Question

How do you simplify $\dfrac{{4{x^2} + 2x - 1}}{{x + 3}}$?

Answer 1

Hint: First make sure the polynomial is written in descending order. If any terms are missing, use a zero to fill in the missing term. Next, divide the term with the highest power inside the division symbol by the term with the highest power outside the division symbol. Next, multiply (or distribute) the answer obtained in the previous step by the polynomial in front of the division symbol. Next, subtract and bring down the next term. Next, divide the term with the highest power inside the division symbol by the term with the highest power outside the division symbol. Next, multiply (or distribute) the answer obtained in the previous step by the polynomial in front of the division symbol. Next, subtract and notice there are no more terms to bring down. Next, write the final answer using a division algorithm for polynomials.

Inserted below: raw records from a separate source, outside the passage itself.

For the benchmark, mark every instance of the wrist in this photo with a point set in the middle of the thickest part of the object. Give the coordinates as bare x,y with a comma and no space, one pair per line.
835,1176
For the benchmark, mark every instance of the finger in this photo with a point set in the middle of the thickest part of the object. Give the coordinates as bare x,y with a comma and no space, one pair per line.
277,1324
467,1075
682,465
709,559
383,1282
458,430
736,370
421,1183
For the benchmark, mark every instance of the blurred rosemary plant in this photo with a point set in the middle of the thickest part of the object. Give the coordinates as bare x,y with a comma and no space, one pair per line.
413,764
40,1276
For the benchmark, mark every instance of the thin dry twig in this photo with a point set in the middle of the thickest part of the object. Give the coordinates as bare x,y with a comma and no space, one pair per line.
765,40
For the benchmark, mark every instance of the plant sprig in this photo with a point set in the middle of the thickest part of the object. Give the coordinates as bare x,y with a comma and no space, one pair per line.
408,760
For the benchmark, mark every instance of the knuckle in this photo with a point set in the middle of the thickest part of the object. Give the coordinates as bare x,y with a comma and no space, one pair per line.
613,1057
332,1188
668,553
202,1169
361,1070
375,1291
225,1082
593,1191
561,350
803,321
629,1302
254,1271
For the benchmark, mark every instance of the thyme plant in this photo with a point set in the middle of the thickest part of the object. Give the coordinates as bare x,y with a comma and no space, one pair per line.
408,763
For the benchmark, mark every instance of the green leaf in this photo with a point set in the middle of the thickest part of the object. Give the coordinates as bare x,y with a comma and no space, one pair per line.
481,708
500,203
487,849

Complete step by step solution:
We can simplify $\dfrac{{4{x^2} + 2x - 1}}{{x + 3}}$ by dividing $4{x^2} + 2x - 1$ with $x + 3$.
So, first make sure the polynomial is written in descending order. If any terms are missing, use a zero to fill in the missing term (this will help with the spacing). In this case, the problem is ready as is.

Next, divide the term with the highest power inside the division symbol by the term with the highest power outside the division symbol. In this case, we have $4{x^2}$ divided by $x$ which is $4x$.

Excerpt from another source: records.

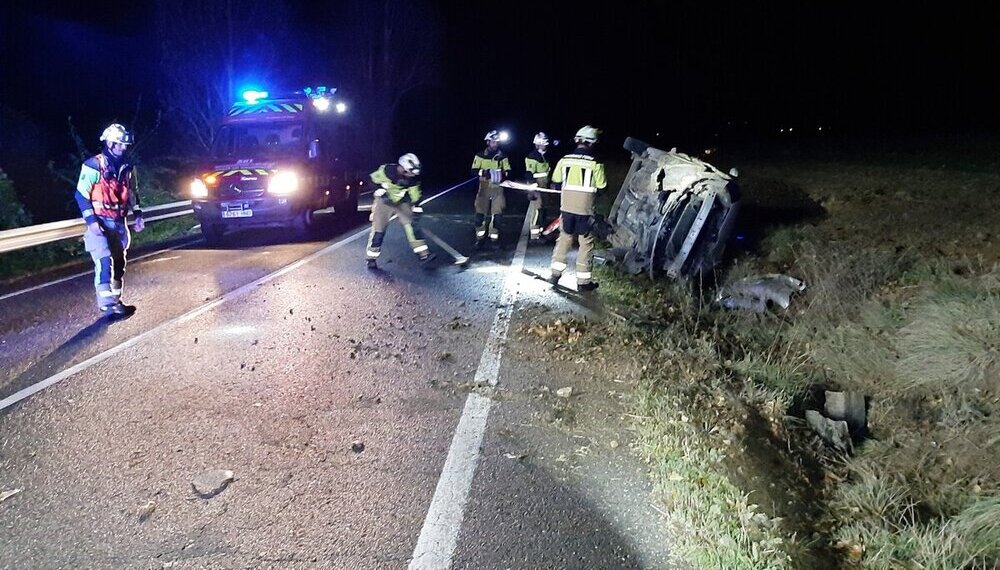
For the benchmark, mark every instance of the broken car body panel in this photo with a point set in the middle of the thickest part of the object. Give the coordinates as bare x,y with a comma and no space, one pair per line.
673,214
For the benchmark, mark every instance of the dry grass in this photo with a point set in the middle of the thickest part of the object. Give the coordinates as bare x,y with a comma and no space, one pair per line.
903,304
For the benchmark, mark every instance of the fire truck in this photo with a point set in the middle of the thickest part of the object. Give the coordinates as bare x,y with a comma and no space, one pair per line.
277,162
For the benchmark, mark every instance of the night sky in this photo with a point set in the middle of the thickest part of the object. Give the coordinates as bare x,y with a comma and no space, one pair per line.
632,68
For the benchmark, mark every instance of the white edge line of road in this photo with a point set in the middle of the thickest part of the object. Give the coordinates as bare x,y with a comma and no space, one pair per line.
439,534
98,358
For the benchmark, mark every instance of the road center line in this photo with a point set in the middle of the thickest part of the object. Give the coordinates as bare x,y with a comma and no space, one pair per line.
439,535
101,357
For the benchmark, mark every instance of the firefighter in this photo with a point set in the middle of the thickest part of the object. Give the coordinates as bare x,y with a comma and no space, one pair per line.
398,193
492,167
537,168
106,192
579,176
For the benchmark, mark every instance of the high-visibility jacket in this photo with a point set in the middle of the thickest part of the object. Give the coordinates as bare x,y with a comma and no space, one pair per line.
537,166
106,189
397,187
493,165
579,176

Next, multiply (or distribute) the answer obtained in the previous step by the polynomial in front of the division symbol. In this case, we need to multiply $4x$ and $x + 3$.

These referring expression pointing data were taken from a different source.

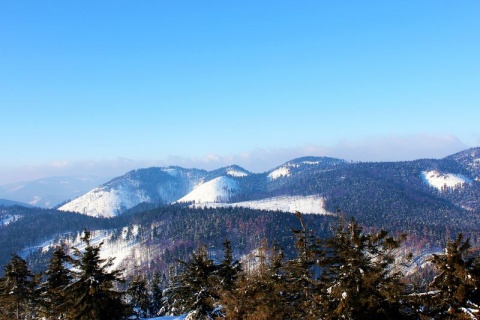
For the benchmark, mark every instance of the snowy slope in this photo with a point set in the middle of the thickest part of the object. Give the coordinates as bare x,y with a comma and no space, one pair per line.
107,202
217,190
440,180
126,250
49,192
153,185
305,204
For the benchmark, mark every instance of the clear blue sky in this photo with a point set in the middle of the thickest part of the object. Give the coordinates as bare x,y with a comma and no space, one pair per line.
96,85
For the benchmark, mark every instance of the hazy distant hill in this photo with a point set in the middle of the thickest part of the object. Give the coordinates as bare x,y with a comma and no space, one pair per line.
449,184
49,192
429,199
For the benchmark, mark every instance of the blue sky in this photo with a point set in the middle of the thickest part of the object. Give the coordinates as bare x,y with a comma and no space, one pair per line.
102,87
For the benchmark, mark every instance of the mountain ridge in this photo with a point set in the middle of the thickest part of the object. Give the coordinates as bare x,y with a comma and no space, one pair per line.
304,176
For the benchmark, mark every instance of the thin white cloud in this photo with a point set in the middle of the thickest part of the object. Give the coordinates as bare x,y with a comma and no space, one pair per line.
391,148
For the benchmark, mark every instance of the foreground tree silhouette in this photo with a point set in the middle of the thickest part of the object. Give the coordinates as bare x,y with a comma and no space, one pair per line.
54,304
257,294
92,294
457,281
196,289
16,290
359,275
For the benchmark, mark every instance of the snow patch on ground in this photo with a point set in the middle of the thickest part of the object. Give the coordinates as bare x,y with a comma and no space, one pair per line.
171,171
101,202
440,180
236,173
217,190
280,172
313,204
7,219
125,248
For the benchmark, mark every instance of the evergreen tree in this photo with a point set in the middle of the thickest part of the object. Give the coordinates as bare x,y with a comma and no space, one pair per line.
92,294
138,294
258,293
229,268
359,275
457,281
156,297
195,289
302,288
54,304
16,290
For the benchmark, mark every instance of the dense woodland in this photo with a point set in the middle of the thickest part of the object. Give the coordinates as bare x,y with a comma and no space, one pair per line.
352,274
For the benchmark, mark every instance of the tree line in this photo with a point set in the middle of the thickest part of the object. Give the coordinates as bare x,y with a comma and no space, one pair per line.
351,275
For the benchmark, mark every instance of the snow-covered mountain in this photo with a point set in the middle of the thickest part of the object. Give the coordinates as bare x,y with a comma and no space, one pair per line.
49,192
167,185
157,185
311,184
9,203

Next, subtract and bring down the next term.

Next, divide the term with the highest power inside the division symbol by the term with the highest power outside the division symbol. In this case, we have $ - 10x$ divided by $x$ which is $ - 10$.

Next, multiply (or distribute) the answer obtained in the previous step by the polynomial in front of the division symbol. In this case, we need to multiply $ - 10$ and $x + 3$.

Next, subtract and notice there are no more terms to bring down.

Next, write the final answer. The term remaining after the last subtract step is the remainder and must be written as a fraction in the final answer.
$4x - 10 + \dfrac{{29}}{{x + 3}}$
Therefore, the simplified version of $\dfrac{{4{x^2} + 2x - 1}}{{x + 3}}$ is $4x - 10 + \dfrac{{29}}{{x + 3}}$.

Note:Here are the steps required for Dividing by a Polynomial Containing More Than One Term (Long Division):
Step 1: Make sure the polynomial is written in descending order. If any terms are missing, use a zero to fill in the missing term (this will help with the spacing).
Step 2: Divide the term with the highest power inside the division symbol by the term with the highest power outside the division symbol.
Step 3: Multiply (or distribute) the answer obtained in the previous step by the polynomial in front of the division symbol.
Step 4: Subtract and bring down the next term.
Step 5: Repeat Steps 2, 3, and 4 until there are no more terms to bring down.
Step 6: Write the final answer. The term remaining after the last subtract step is the remainder and must be written as a fraction in the final answer.